The ascent environment, assuming that there are no catastrophic disassemblies of the stressed propulsion systems (as occurred on the final Challenger flight in 1986) is a cake walk compared to the entry, at least as far as the orbiter is concerned.

Yet prior to ascent, engineer spend months refurbishing and inspecting the vehicle, preparing it for launch. In contrast, prior to the much more strenuous descent, after having gone through the rigor of ascent, almost nothing is done, unless there’s an obvious problem indicated by sensors. It is simply assumed that the ground preparation readied the vehicle for the entire mission, and that nothing will occur on orbit to make the return problematic.

Why? Because there’s no capability in the system to do otherwise. There are no facilities in space to inspect, or repair a shuttle orbiter. There are no tow trucks to rescue it if it has a propulsion failure. There are no motels to spend the night if they can’t return on schedule. There are no general stores to purchase additional supplies of food–or air.

Every flight of a space shuttle (at least those that don’t go to ISS) is a flight deep into the wilderness of space, in the equivalent of a motor home on which everything has to go right, because there’s no other way home, and delay is ultimately death, and “ultimately” isn’t very far off.

I’ve written before about the fragility, and brittleness of our space transportation infrastructure. I was referring to the systems that get us into space, and the ground systems that support them.

But we have an even bigger problem, that was highlighted by the loss of the Columbia on Saturday. Our orbital infrastructure isn’t just fragile–it’s essentially nonexistent, with the exception of a single space station at a high inclination, which was utterly unreachable by the Columbia on that mission.

Imagine the options that Mission Control and the crew would have had, if they’d known they had a problem, and there was an emergency rescue hut (or even a Motel 6 for space tourists) in their orbit, with supplies to buy time until a rescue mission could be deployed. Or if we had a responsive launch system that could have gotten cargo up to them quickly.

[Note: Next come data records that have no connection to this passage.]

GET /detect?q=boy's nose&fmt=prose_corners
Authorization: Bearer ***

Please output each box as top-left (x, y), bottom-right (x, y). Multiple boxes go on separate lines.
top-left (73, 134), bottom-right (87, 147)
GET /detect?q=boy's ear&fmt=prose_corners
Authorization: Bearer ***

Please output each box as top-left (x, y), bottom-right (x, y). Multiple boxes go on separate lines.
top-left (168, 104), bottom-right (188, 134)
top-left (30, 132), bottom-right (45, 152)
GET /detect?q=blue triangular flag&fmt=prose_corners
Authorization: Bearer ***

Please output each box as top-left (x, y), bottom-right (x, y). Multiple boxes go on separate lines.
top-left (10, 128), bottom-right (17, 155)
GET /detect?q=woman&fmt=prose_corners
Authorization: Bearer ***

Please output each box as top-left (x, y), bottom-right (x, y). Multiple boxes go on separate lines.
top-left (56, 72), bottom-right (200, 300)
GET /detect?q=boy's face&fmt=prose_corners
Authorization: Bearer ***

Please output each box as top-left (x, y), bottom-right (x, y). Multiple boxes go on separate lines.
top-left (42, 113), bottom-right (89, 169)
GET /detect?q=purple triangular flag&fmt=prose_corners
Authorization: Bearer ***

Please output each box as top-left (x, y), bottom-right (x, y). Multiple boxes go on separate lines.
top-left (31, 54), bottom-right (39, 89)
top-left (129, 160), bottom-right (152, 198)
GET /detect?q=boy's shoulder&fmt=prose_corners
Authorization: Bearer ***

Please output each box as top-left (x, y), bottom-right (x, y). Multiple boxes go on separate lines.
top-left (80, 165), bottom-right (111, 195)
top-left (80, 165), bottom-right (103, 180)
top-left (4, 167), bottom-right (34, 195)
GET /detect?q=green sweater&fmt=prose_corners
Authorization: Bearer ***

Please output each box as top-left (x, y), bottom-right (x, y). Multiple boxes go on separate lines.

As it was, even if they’d known that the ship couldn’t safely enter, there was nothing they could do. And in fact, the knowledge that there were no solutions may have subtly influenced their assessment that there wasn’t a problem.

The lesson we must take from the most recent Shuttle disaster is that we can no longer rely on a single vehicle for our access to the new frontier, and that we must start to build the needed orbital infrastructure in low earth orbit, and farther out, to the Moon, so that, in the words of the late Congressman George Brown, “greater metropolitan earth” is no longer a wilderness, in which a technical failure means death or destruction.

NASA’s problem hasn’t been too much vision, even for near-earth activities, but much too little. But it’s a job not just for NASA–to create that infrastructure, we will have to set new policies in place that harness private enterprise, just as we did with the railroads in the nineteenth century. That is the policy challenge that will come out of the latest setback–to begin to tame the harsh wilderness only two hundred miles above our heads.